Ecco la Fase 2: che cosa si può fare, tappa per tappa

Ecco la Fase 2: che cosa si può fare, tappa per tappa

Un intervento lungo e articolato, seguito su RaiUno da oltre 10 milioni di italiani. Giuseppe Conte ha così presentato la cosiddetta e tanto attesa Fase 2 dell’emergenza da Coronavirus, indicando la road map per le riaperture delle attività. Ecco un sunto delle ripartenze. Da subito le aziende strategiche, industriali e produttive, che esportano all’estero e rischiano di perdere ulteriori quote di mercato.
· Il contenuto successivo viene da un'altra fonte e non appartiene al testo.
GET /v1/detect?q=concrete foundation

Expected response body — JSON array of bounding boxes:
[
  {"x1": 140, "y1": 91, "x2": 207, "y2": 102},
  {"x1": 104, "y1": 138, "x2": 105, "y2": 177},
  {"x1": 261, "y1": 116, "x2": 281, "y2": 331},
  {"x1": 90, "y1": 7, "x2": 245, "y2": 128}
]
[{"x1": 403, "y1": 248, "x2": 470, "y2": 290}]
Basta un’autocertificazione che passa al vaglio dei prefetti, così come l’edilizia carceraria, scolastica e per il contrasto del dissesto idrogeologico.

Dal 4 maggio il grosso delle aperture. Per gli spostamenti resta la linea del rigore, con il mantenimento dell’autocertificazione (il modulo cartaceo con nome, cognome, indirizzo, destinazione e motivo dell’uscita). All’interno della propria Regione saranno consentiti «solo gli spostamenti motivati da comprovate esigenze lavorative o situazioni di necessità o per motivi di salute», ma si aggiungono quelli per incontrare familiari (genitori e figli, nonni e nipoti) «purché venga rispettato il divieto di assembramento e il distanziamento e vengano utilizzate le mascherine». Per andare in un’altra Regione bisognerà invece avere «comprovate esigenze lavorative, di assoluta urgenza ovvero per motivi di salute».

Si potrà passeggiare anche lontano dalla propria abitazione purché a distanza dagli altri. I bambini potranno uscire ma senza assembramenti: uno con un adulto accompagnatore. Parchi, ville e giardini pubblici riapriranno, ma gli ingressi potranno essere «contingentati» e i sindaci potranno attuare restrizioni. Sarà possibile fare jogging, praticare sport all’aperto e riprendere gli allenamenti individuali per gli atleti professionisti e di interesse nazionale. La distanza di sicurezza tra loro però sarà di minimo due metri. Si potrà andare al mare per nuotare e fare passeggiate in montagna: attività motorie da soli o al massimo in due, ma non ci si potrà trasferire nelle seconde case.

Via libera ai funerali ma solo con i familiari più stretti (non più di 15 persone) ad assistervi muniti di mascherine e distanziati, possibilmente all’aperto. Restano vietate le messe, decisione che ha scatenato le proteste della Chiesa.

Sempre dal 4 maggio via libera alle industrie manifatturiere, alle costruzioni e al commercio all’ingrosso relativo a queste filiere, nonché alle ristrutturazioni private. Bar e ristoranti rimangono chiusi, ma sarà possibile acquistare cibo da asporto «da consumare a casa o in ufficio» e non davanti ai locali. In tutto questo le mascherine saranno obbligatorie per i luoghi chiusi, ma il prezzo sarà calmierato: quelle chirurgiche al pubblico costeranno al massimo 50 centesimi al netto dell’Iva, che verrà cancellata per questi prodotti.

Passo successivo il 18 maggio, quando potranno riaprire i negozi di abbigliamento e di calzature, le gioiellerie e tutti gli altri esercizi commerciali di vendita al dettaglio rispettando le regole sugli ingressi contingentati, il distanziamento di un metro e l’uso delle mascherine. Cinema, teatri e sale da concerto resteranno chiuse, come i pub e le discoteche, ma via libera a musei con le stesse precauzioni. Soprattutto potranno tornare ad allenarsi anche gli sport di squadra.

Dal 1° giugno toccherà a bar, ristoranti, pasticcerie, gelaterie con distanziamento di due metri tra un tavolo e l’altro e camerieri con guanti e mascherine. Estetiste e parrucchieri potranno operare su appuntamento nel rapporto di un lavoratore per un cliente, entrambi con mascherina e guanti.

Infine, mentre resteranno chiuse le scuole fino almeno a settembre, dal 17 giugno i ragazzi coinvolti potranno rientrare negli istituti per sostenere l’esame di maturità.